Le lecteur qui fréquente l’oeuvre de cette écrivaine reconnaît des personnages et des lieux qu’elle a fréquentés dans ses romans. Le passé se faufile entre deux gestes, deux mots, un sourire ou un éclat de rire. Les disparus approchent sur la pointe des pieds pour murmurer à l’oreille des vivants.
Il suffit d’un banc au Jardin botanique de Montréal... |
«À cet instant, tu n’es plus seule sur la route. Tu sens sa présence. Il arrive parfois que des cailloux nous racontent une histoire et dépose le souffle chaud d’une ombre au creux de nos mains.» (p.124)
Gravité
Même en s’amusant, Nicole Houde n’oublie pas la gravité qui leste ses ouvrages. La mort est difficile à déjouer.
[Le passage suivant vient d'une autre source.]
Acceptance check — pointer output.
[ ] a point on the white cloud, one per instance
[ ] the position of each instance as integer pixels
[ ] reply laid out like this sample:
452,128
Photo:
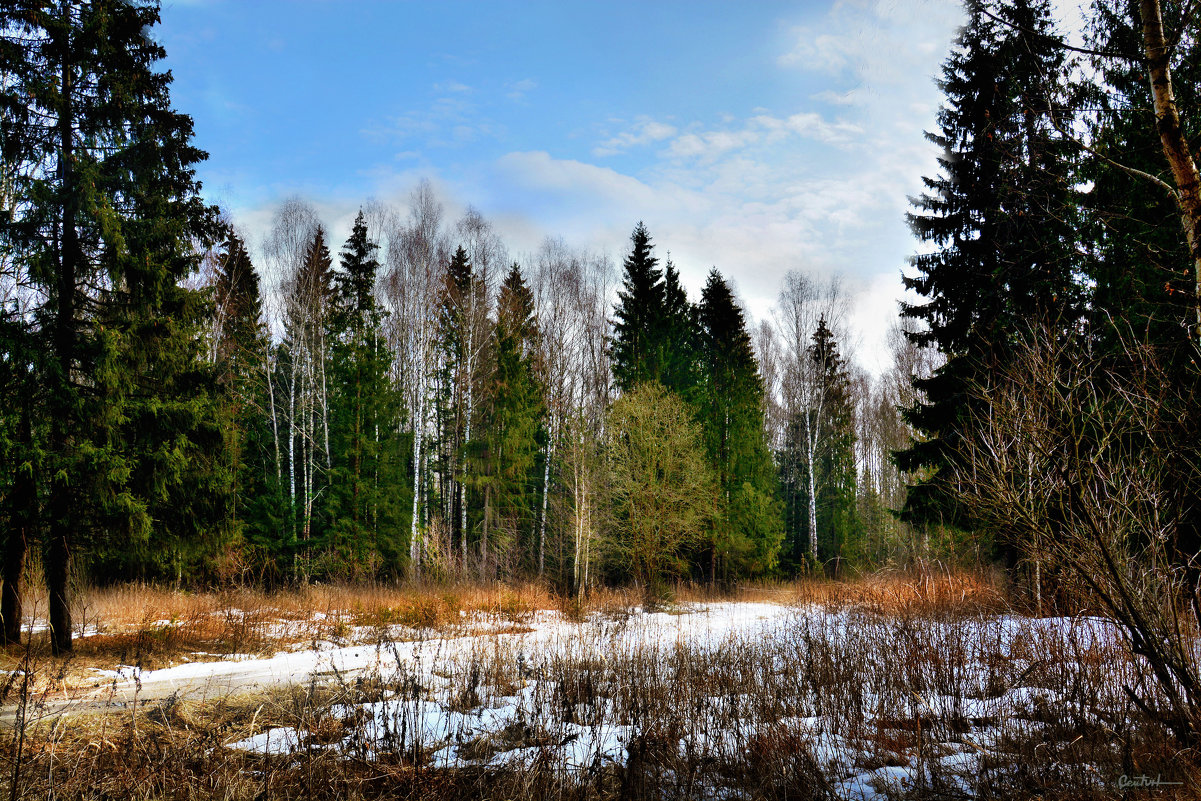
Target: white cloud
519,89
644,131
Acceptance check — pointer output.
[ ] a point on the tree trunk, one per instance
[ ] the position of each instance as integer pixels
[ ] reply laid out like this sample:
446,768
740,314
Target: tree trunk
24,498
1171,136
58,553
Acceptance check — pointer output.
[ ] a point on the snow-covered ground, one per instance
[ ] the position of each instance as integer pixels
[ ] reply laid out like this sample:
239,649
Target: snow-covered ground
876,704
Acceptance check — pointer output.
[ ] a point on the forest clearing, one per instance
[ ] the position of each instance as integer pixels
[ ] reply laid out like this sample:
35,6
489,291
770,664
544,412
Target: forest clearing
873,473
889,687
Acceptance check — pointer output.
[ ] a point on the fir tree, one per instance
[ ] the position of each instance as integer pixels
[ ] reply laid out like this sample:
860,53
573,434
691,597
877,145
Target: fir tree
832,462
366,479
999,219
638,328
677,338
105,231
515,417
461,294
748,528
243,357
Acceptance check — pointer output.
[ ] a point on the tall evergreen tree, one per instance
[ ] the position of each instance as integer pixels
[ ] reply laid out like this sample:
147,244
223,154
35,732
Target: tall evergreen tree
679,338
242,354
462,292
105,226
748,530
368,474
514,422
832,462
303,380
638,328
999,220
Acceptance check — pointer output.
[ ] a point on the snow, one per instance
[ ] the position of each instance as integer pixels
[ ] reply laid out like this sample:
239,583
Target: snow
518,721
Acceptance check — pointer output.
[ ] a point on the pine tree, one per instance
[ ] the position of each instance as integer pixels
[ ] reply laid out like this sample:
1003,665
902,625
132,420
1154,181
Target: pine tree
677,338
638,328
303,380
368,467
105,229
243,356
514,420
461,293
831,506
999,219
748,528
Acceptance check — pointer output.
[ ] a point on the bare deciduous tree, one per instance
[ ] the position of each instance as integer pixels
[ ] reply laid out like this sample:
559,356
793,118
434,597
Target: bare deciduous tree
1082,466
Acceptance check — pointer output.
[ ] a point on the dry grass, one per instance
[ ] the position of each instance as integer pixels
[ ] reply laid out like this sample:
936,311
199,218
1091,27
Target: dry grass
895,670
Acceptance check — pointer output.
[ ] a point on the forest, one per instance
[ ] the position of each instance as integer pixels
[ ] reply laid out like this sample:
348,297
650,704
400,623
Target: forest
413,514
416,404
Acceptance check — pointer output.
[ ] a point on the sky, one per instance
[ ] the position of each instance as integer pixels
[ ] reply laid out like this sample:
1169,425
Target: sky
754,137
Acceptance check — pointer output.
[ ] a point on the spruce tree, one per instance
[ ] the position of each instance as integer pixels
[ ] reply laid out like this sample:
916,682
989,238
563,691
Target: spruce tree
514,422
105,231
999,219
834,460
366,480
677,338
256,504
748,527
461,292
638,328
Plusieurs textes flirtent avec les derniers moments qu’il est impossible de nier.
«La mort, la vie et tous ces liens ténus qui nous rattachent aux autres ; il s’agit parfois d’un chapeau, d’une rose, d’un chat ou d’une rivière. Variations d’une partition musicale puisque le langage est, parmi ces liens, le plus fondamental.» (p.46)
Des surprises comme toujours, des bonheurs qu’il faut lire et relire. Il suffit d’une phrase pour connaître le ravissement.
«La terre demeure l’ultime interlocutrice de nos conversations. Nous faisons semblant de ne pas l’entendre. Elle réplique en nous donnant de la neige, du soleil, des ancolies et des épervières. Quand nous l’avons suffisamment rendue abstraite, la terre nous regarde avec les yeux d’un homme ou ceux d’un chat.» (p.17)
On reste là, sans oser un geste, retenant notre souffle.
«Comme chaque être humain, je suis une histoire contenant beaucoup d’hiers et une foule de personnages ; les miens se frottent l’âme contre l’épais pelage d’un chat musicien. Il s’appelle Pierrot à cause des clairs de lune. Je lui parle de mon père, né et mort d’une soif sans bon sens, je lui parle de ma mère couchée dans une nuit dont elle ne reviendra pas.» (p.32)
Nicole Houde a l’art d’aborder les choses les plus amusantes et les plus graves avec des images incomparables. Il suffit de s’abandonner entre les rires et la méditation pour saisir une autre facette de cette écrivaine incomparable.
«Bancs publics» de Nicole Houde est publié aux Éditions de La Pleine lune.